À son ami René, mais en fait aux générations montantes, Kamel Bouchama rappelle ce qu’entraîna l’acte odieux adopté par le parlement français en janvier 1830. Hélas, cinq mois après, les hordes colonialistes, commandées par de Bourmont, débarquaient sur la presqu’île de Sidi Fredj, amenant ainsi l’Algérie à engager une lutte incessante pour son indépendance… L’avenir, dit l’auteur de « Lettre à René » en filigrane, appartient aux peuples qui le construisent ensemble, une fois soustraites les lourdeurs du passé. Là, où notre vieille garde militante n’a pas cru bon devoir consigner son témoignage, ce livre vient au bon moment. Il devrait de ce fait, être mis entre les mains de tous les jeunes.
J’ai ici deux déclarations – comprends par là, des prises de positions franches et claires – de deux grands noms de la poésie française que nous avons toujours adulés. La première, celle de Lamartine qui mettait en garde ses concitoyens contre l’abandon d’Alger :
«Ce serait trahir la Province qui nous a fait ses instruments dans la conquête la plus juste, peut-être, qu’une nation ait jamais accomplie ; ce serait mépriser le sang de ces braves que nous avons sacrifiés dans un assaut donné à la barbarie…».
La seconde, hélas, celle de Victor Hugo qui déclarait la guerre aux conventions usées, mais lançait avec cynisme, à l’occasion d’un banquet pour la commémoration de l’esclavage, le 18 mai 1879 :
«Dieu offre l’Afrique à l’Europe. Prenez-la… ! Prenez-la ! Versez votre trop-plein dans cette Afrique et, du même coup, résolvez vos questions sociales, changez vos prolétaires en propriétaires. Allez, faites ! Faites des routes, faites des ports, faites des villes ; croissez, cultivez, colonisez, multipliez ! »
En d’autres termes, spoliez, prenez de force les terres qui ne vous appartiennent pas, ou encore usurpez, extorquez, et enfin réduisez à l’esclavage ces peuples que nous sommes en train de coloniser.
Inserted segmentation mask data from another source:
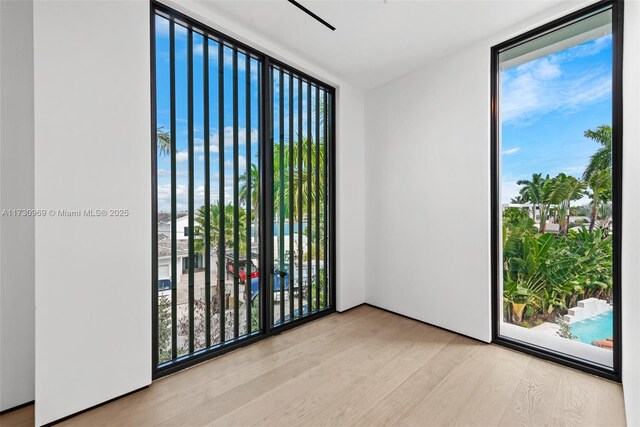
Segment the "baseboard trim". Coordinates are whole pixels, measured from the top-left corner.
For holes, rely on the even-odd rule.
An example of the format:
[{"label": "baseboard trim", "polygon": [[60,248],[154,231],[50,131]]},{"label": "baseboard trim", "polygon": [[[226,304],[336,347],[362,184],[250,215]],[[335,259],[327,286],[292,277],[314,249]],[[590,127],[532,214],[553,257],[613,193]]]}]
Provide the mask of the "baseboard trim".
[{"label": "baseboard trim", "polygon": [[83,409],[82,411],[74,412],[73,414],[67,415],[66,417],[57,419],[55,421],[51,421],[51,422],[49,422],[47,424],[44,424],[43,427],[49,427],[49,426],[53,426],[53,425],[59,424],[61,422],[67,421],[68,419],[71,419],[73,417],[77,417],[80,414],[84,414],[85,412],[89,412],[89,411],[91,411],[93,409],[99,408],[100,406],[103,406],[103,405],[106,405],[108,403],[114,402],[116,400],[122,399],[123,397],[130,396],[130,395],[132,395],[134,393],[137,393],[137,392],[139,392],[141,390],[144,390],[144,389],[147,389],[147,388],[149,388],[148,385],[146,385],[144,387],[137,388],[137,389],[135,389],[133,391],[130,391],[128,393],[121,394],[120,396],[116,396],[116,397],[114,397],[112,399],[109,399],[109,400],[106,400],[106,401],[104,401],[102,403],[98,403],[97,405],[93,405],[93,406],[91,406],[89,408]]},{"label": "baseboard trim", "polygon": [[3,411],[0,411],[0,415],[8,414],[9,412],[17,411],[18,409],[22,409],[29,405],[33,405],[36,401],[32,400],[30,402],[21,403],[20,405],[12,406],[11,408],[7,408]]},{"label": "baseboard trim", "polygon": [[[346,310],[342,310],[342,311],[340,311],[340,310],[336,309],[336,313],[340,313],[340,314],[342,314],[342,313],[346,313],[346,312],[348,312],[348,311],[355,310],[356,308],[358,308],[358,307],[362,307],[362,306],[364,306],[364,305],[369,305],[369,304],[367,304],[366,302],[361,302],[360,304],[358,304],[358,305],[354,305],[353,307],[349,307],[349,308],[347,308]],[[377,307],[376,307],[376,308],[377,308]]]},{"label": "baseboard trim", "polygon": [[481,342],[483,344],[491,344],[490,341],[482,341],[481,339],[478,339],[476,337],[472,337],[470,335],[463,334],[461,332],[454,331],[454,330],[445,328],[443,326],[434,325],[433,323],[425,322],[424,320],[416,319],[415,317],[407,316],[406,314],[398,313],[396,311],[389,310],[387,308],[378,307],[377,305],[374,305],[374,304],[371,304],[371,303],[368,303],[368,302],[365,302],[365,303],[363,303],[361,305],[368,305],[369,307],[377,308],[378,310],[386,311],[387,313],[395,314],[396,316],[404,317],[405,319],[414,320],[414,321],[420,322],[420,323],[422,323],[424,325],[429,325],[429,326],[434,327],[434,328],[442,329],[443,331],[451,332],[452,334],[460,335],[461,337],[469,338],[471,340],[478,341],[478,342]]}]

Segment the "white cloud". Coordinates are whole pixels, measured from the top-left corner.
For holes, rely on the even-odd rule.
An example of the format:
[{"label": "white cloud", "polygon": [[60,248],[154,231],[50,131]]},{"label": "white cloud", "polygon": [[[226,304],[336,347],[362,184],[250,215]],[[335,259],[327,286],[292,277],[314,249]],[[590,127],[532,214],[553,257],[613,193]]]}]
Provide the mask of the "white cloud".
[{"label": "white cloud", "polygon": [[[251,129],[249,138],[252,143],[258,141],[258,129]],[[215,152],[218,152],[218,139],[220,138],[219,133],[212,133],[210,137],[211,146],[216,146]],[[247,141],[247,129],[246,128],[238,128],[238,142],[241,144],[246,143]],[[225,145],[233,144],[233,126],[226,126],[224,128],[224,143]]]},{"label": "white cloud", "polygon": [[534,68],[533,75],[539,80],[555,79],[562,75],[562,70],[558,64],[551,63],[548,58],[542,58]]},{"label": "white cloud", "polygon": [[505,156],[509,156],[511,154],[515,154],[520,151],[520,147],[509,148],[508,150],[502,150],[502,154]]},{"label": "white cloud", "polygon": [[[204,144],[203,144],[204,141],[202,139],[199,139],[198,141],[195,141],[195,142],[200,142],[200,145],[198,144],[193,145],[194,153],[204,153]],[[217,153],[218,151],[219,151],[218,138],[216,136],[216,139],[214,140],[213,137],[211,137],[209,139],[209,154]]]},{"label": "white cloud", "polygon": [[[176,207],[178,211],[188,208],[187,186],[176,185]],[[158,210],[162,212],[171,210],[171,184],[158,185]]]},{"label": "white cloud", "polygon": [[187,150],[178,151],[176,153],[176,162],[181,163],[181,162],[186,162],[188,160],[189,160],[189,152]]},{"label": "white cloud", "polygon": [[[220,151],[220,146],[219,146],[219,141],[218,141],[218,133],[213,133],[210,136],[210,142],[209,142],[209,153],[210,154],[215,154],[218,153]],[[245,146],[246,145],[246,138],[247,138],[247,133],[246,133],[246,129],[245,128],[240,128],[238,129],[238,144]],[[258,141],[258,130],[257,129],[251,129],[251,134],[250,134],[250,138],[251,138],[251,142],[252,143],[256,143]],[[194,140],[194,146],[193,146],[193,151],[196,154],[201,154],[204,153],[204,145],[202,144],[202,142],[204,142],[201,138],[198,138],[196,140]],[[200,144],[198,144],[198,142],[200,142]],[[227,126],[224,128],[224,144],[228,147],[233,145],[233,127],[232,126]],[[244,152],[244,149],[242,149],[241,152]],[[228,155],[227,155],[228,157]],[[196,157],[199,161],[204,161],[204,156],[199,155]],[[184,162],[188,162],[189,161],[189,151],[188,150],[182,150],[182,151],[178,151],[176,153],[176,162],[177,163],[184,163]],[[246,162],[246,159],[244,156],[239,156],[239,161],[240,161],[240,165],[244,165]]]},{"label": "white cloud", "polygon": [[[240,173],[244,173],[242,171],[246,169],[244,167],[246,163],[247,163],[247,158],[245,156],[238,156],[238,166],[240,167],[240,171],[241,171]],[[233,159],[225,160],[224,167],[225,169],[233,168]]]},{"label": "white cloud", "polygon": [[502,122],[529,122],[554,111],[572,111],[611,94],[611,77],[603,70],[588,71],[560,82],[537,79],[533,72],[510,79],[502,90]]},{"label": "white cloud", "polygon": [[600,37],[599,39],[595,39],[589,43],[584,43],[579,46],[572,47],[571,49],[567,49],[565,52],[562,52],[558,55],[559,59],[562,60],[570,60],[574,58],[584,58],[587,56],[597,55],[602,52],[604,49],[611,46],[612,42],[611,34]]},{"label": "white cloud", "polygon": [[522,64],[502,73],[503,123],[528,124],[551,112],[570,112],[611,95],[611,72],[605,67],[572,72],[563,64],[594,55],[610,43],[607,37]]}]

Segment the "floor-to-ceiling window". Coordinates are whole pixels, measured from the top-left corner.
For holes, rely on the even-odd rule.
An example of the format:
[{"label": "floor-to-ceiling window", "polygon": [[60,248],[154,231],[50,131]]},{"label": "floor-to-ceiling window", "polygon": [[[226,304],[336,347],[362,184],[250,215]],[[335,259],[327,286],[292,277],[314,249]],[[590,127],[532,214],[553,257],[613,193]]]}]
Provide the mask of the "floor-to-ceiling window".
[{"label": "floor-to-ceiling window", "polygon": [[331,306],[327,246],[332,95],[283,66],[273,93],[274,326]]},{"label": "floor-to-ceiling window", "polygon": [[333,88],[152,6],[155,375],[335,309]]},{"label": "floor-to-ceiling window", "polygon": [[612,378],[621,8],[599,3],[492,51],[494,339]]}]

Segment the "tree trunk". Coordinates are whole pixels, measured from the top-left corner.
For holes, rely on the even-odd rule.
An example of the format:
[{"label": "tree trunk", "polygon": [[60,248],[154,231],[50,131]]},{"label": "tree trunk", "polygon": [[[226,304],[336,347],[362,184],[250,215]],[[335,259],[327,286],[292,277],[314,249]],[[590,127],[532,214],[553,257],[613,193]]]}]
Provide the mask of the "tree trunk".
[{"label": "tree trunk", "polygon": [[596,218],[598,218],[598,202],[593,200],[593,209],[591,210],[591,223],[589,224],[589,233],[593,231],[593,227],[596,225]]},{"label": "tree trunk", "polygon": [[566,207],[566,212],[564,210],[560,212],[562,217],[559,219],[560,222],[560,233],[559,234],[569,234],[569,217],[571,215],[571,203],[568,200],[563,202]]}]

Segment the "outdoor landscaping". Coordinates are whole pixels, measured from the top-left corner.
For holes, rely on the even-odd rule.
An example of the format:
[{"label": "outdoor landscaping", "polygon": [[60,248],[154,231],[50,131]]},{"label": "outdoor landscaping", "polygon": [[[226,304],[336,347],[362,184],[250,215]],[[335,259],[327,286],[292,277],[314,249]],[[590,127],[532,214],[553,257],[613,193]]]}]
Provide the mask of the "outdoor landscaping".
[{"label": "outdoor landscaping", "polygon": [[588,298],[611,303],[613,292],[611,127],[584,135],[600,148],[580,177],[520,180],[502,214],[503,320],[525,328],[556,323],[557,335],[575,340],[565,315]]}]

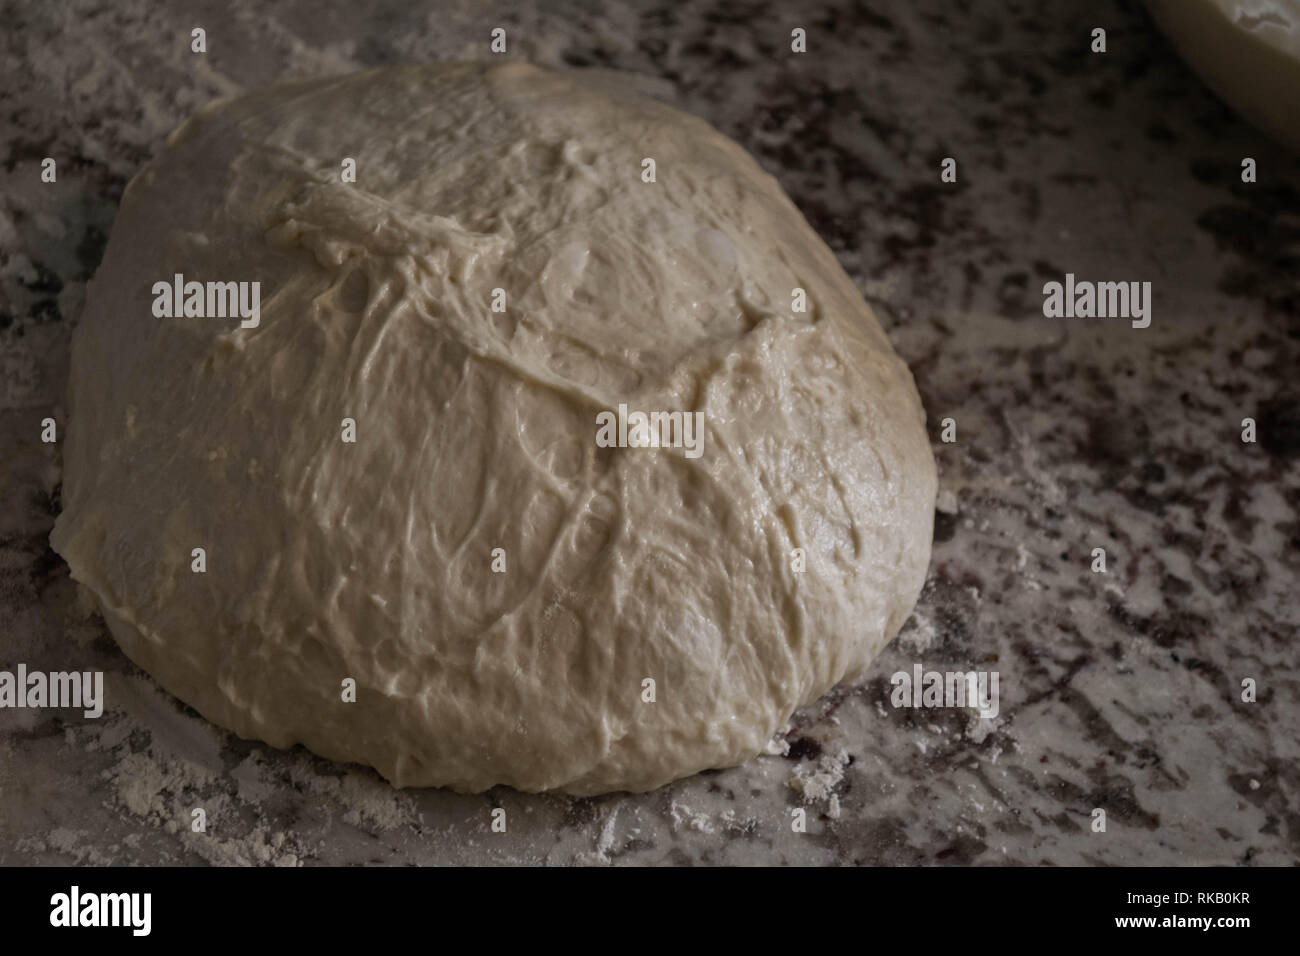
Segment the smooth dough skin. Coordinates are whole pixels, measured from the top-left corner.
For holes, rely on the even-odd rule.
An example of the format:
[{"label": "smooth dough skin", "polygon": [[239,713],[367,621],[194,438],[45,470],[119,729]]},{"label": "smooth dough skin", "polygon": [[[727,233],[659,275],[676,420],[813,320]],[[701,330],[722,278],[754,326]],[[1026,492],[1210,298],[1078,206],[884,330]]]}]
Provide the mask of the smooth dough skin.
[{"label": "smooth dough skin", "polygon": [[[261,282],[260,324],[155,317],[176,273]],[[52,541],[123,650],[240,736],[399,786],[739,763],[929,563],[911,375],[776,181],[523,63],[200,112],[126,191],[71,382]],[[620,403],[703,412],[703,453],[598,447]]]}]

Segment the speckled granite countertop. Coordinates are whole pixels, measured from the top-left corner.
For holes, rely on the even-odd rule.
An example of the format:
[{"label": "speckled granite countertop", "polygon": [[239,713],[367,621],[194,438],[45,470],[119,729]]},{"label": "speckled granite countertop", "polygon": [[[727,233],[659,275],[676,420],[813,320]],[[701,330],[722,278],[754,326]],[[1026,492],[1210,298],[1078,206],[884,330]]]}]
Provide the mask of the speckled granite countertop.
[{"label": "speckled granite countertop", "polygon": [[[108,690],[98,721],[0,711],[0,863],[1297,861],[1300,163],[1139,5],[264,6],[0,13],[0,667],[98,668]],[[122,189],[165,135],[277,78],[481,57],[495,26],[514,54],[635,73],[745,145],[915,372],[941,472],[929,582],[784,756],[639,796],[395,791],[163,694],[46,543],[59,460],[40,421],[62,414]],[[1151,281],[1151,327],[1043,318],[1042,283],[1066,272]],[[889,675],[915,663],[997,670],[999,715],[894,709]]]}]

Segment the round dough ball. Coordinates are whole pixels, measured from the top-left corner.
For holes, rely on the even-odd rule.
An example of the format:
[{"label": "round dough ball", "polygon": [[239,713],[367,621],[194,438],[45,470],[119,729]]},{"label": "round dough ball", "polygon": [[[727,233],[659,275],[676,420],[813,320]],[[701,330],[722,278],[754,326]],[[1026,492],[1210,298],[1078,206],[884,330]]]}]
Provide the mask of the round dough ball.
[{"label": "round dough ball", "polygon": [[[259,323],[156,317],[176,274],[259,282]],[[743,761],[929,562],[924,412],[834,255],[735,143],[575,75],[203,110],[128,187],[72,361],[52,540],[123,650],[399,786]],[[702,413],[700,453],[603,447],[620,405]]]}]

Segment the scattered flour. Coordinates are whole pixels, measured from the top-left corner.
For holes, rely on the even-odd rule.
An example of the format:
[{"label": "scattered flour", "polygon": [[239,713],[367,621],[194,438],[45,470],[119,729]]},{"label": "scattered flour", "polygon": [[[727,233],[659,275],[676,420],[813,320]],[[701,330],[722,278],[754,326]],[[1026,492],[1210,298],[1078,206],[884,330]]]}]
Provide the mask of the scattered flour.
[{"label": "scattered flour", "polygon": [[614,836],[614,824],[618,821],[618,807],[612,807],[605,815],[605,822],[601,824],[600,835],[596,837],[596,848],[590,853],[579,854],[579,862],[608,864],[610,862],[609,853],[617,845]]},{"label": "scattered flour", "polygon": [[898,635],[898,645],[908,654],[919,656],[928,651],[939,639],[934,621],[919,607],[912,612],[911,626],[905,626]]},{"label": "scattered flour", "polygon": [[669,812],[672,814],[674,827],[687,826],[698,833],[713,832],[713,823],[709,820],[707,814],[696,813],[683,803],[674,800],[672,806],[669,807]]},{"label": "scattered flour", "polygon": [[834,753],[822,754],[815,764],[798,765],[786,783],[805,803],[824,803],[827,816],[838,819],[840,799],[835,788],[844,779],[848,765],[849,752],[841,747]]}]

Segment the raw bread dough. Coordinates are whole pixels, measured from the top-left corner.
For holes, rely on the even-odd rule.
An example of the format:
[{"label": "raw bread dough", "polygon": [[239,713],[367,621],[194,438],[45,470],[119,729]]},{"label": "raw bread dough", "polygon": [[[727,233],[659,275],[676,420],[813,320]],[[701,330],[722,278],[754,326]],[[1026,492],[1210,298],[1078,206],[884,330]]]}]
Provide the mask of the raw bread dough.
[{"label": "raw bread dough", "polygon": [[[260,325],[155,318],[175,273],[260,281]],[[126,191],[71,381],[52,541],[126,653],[401,786],[743,761],[893,637],[929,561],[911,376],[776,181],[523,63],[200,112]],[[620,403],[702,411],[703,454],[597,447]]]}]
Quelle éloquente contradiction dans le discours d’un illustre personnage ! En effet, et j’ajouterai, quelle inspiration, surtout quand cela nous vient de l’auteur des «Misérables», celui qui défendait Jean Valjean et s’apitoyait sur le sort de Cosette ! Là, franchement, ce n’est pas l’Histoire écoutée aux portes de la légende…, c’est une position raciste, expansionniste qui lève le voile sur un personnage pourtant glorifié et respecté par ceux qui aiment la littérature. Enfin, combien sont-ils nombreux ceux que la duplicité a détournés de leurs véritables principes ? De toute façon, comme expliqué dans cette lettre, il n’était pas le seul. C’était le complexe du temps. C’était les idées de cette gauche républicaine où se trouvaient les Léon Gambetta et Jules Ferry, par exemple. Aujourd’hui, les termes changent et ce même complexe est traduit par «l’air du temps».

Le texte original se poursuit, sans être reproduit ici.